MediaRecorder with Shazam-like API integration issues via RapidAPI

I’m building a music recognition app for my class assignment. I can record audio and convert it to base64 format like the API requires, but song detection always fails. I think there’s something wrong with how I’m recording or encoding the audio data.

The API needs raw PCM data at 44100Hz, mono channel, signed 16-bit little endian format, encoded as base64 under 500KB.

Here’s my SoundRecorder class:

override fun startRecording(destination: File) {
    buildRecorder().apply {
        setAudioSource(MediaRecorder.AudioSource.MIC)
        setOutputFormat(MediaRecorder.OutputFormat.THREE_GPP)
        setAudioEncoder(MediaRecorder.AudioEncoder.AMR_NB)
        setAudioChannels(1)
        setAudioSamplingRate(44100)
        setAudioEncodingBitRate(16 * 44100)
        setOutputFile(destination.absolutePath)

        prepare()
        start()

        mediaRecorder = this
    }
}

override fun stopRecording() {
    mediaRecorder?.stop()
    mediaRecorder?.reset()
    mediaRecorder = null
}

fun getAudioBytes(audioFile: File): ByteArray {
    return audioFile.readBytes()
}

This function manages the recording process:

private suspend fun captureAudioSample(recorder: SoundRecorder, ctx: Context): String {
    val recordingFile = File(ctx.cacheDir, "sample.3gp")
    
    recorder.startRecording(recordingFile)
    savedFile = recordingFile
    
    delay(5000)
    
    recorder.stopRecording()
    
    val rawAudio = recorder.getAudioBytes(savedFile!!)
    val encodedData = encodeToBase64(rawAudio)
    
    return encodedData
}

Base64 encoding method:

private fun encodeToBase64(rawData: ByteArray): String {
    return Base64.encodeToString(rawData, Base64.DEFAULT)
}

Your problem is mixing THREE_GPP format with AMR_NB encoding when the API wants raw PCM data. You’re essentially recording compressed audio and sending that compressed file to the API like it’s raw PCM samples. I faced a similar issue with audio recognition APIs. You should either switch to AudioRecord class for capturing raw PCM directly or record as WAV and extract PCM data from that file. If you prefer using MediaRecorder, consider OutputFormat.DEFAULT or OutputFormat.MPEG_4 with AudioEncoder.DEFAULT. However, AudioRecord is more efficient in this case since it provides direct PCM samples without the overhead of a container format.
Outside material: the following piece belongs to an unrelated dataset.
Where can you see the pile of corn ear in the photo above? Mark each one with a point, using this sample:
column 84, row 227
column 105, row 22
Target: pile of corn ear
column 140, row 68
Additionally, ensure that your 5-second recording remains under the 500KB base64 limit, which translates to about 375KB of raw audio data.

youre using THREE_GPP but the API needs raw PCM. that format is compressed, not raw. consider using MediaRecorder.OutputFormat.PCM, or even better, check out AudioRecord class for direct access to raw samples without compression.

Your problem is the 3GP format with AMR-NB encoding - you’re sending compressed audio with headers, but the API wants raw PCM data. I’ve hit this same issue before. You need to either extract the PCM samples from your 3GP file or record straight to PCM format. The API can’t handle the 3GP container wrapping your audio. Try AudioRecord instead of MediaRecorder for direct PCM capture. If you’re stuck with MediaRecorder, use OutputFormat.DEFAULT or THREE_GPP, but then you’ll have to decode the container to get raw samples. FFmpeg handles this conversion well, though it’ll complicate your project. Alternatively, record to WAV first, strip the header to get pure PCM data, then base64 encode it.

Your problem’s simple - you’re recording in 3GP with AMR encoding, but the API wants raw PCM data. It can’t handle compressed formats.

I hit this same wall building a voice command system for our office. Wasted hours debugging until I caught the format mismatch.

Switch to AudioRecord instead of MediaRecorder to grab raw PCM samples directly. MediaRecorder always compresses.

But honestly? Handling all the audio recording, format conversion, API calls, and error handling manually is a nightmare. You’ll spend more time fighting audio formats than building your actual app.

I’d just use Latenode for this. Set up a workflow that takes the audio through webhooks, auto-converts to PCM, hits the Shazam API, and sends back results. No messing with AudioRecord buffers or conversions.

Flow goes: mobile app sends audio → Latenode processes/converts → calls API → returns song data. Takes 10 minutes to set up vs hours of audio programming headaches.

Check it out: https://latenode.com

Your problem is the recording format. You’re using 3GP with AMR_NB encoding, but the API needs raw PCM data. When you pull bytes from the 3GP file, you’re getting compressed data instead of the raw audio samples the API expects. Switch to AudioRecord - it gives you PCM samples directly without any wrapper. Set it up with ENCODING_PCM_16BIT, CHANNEL_IN_MONO, and 44100 sample rate. Record straight into a short array, then convert to bytes. If you must stick with MediaRecorder, record as WAV and strip the header afterward. Fair warning though - that’s going to be messier.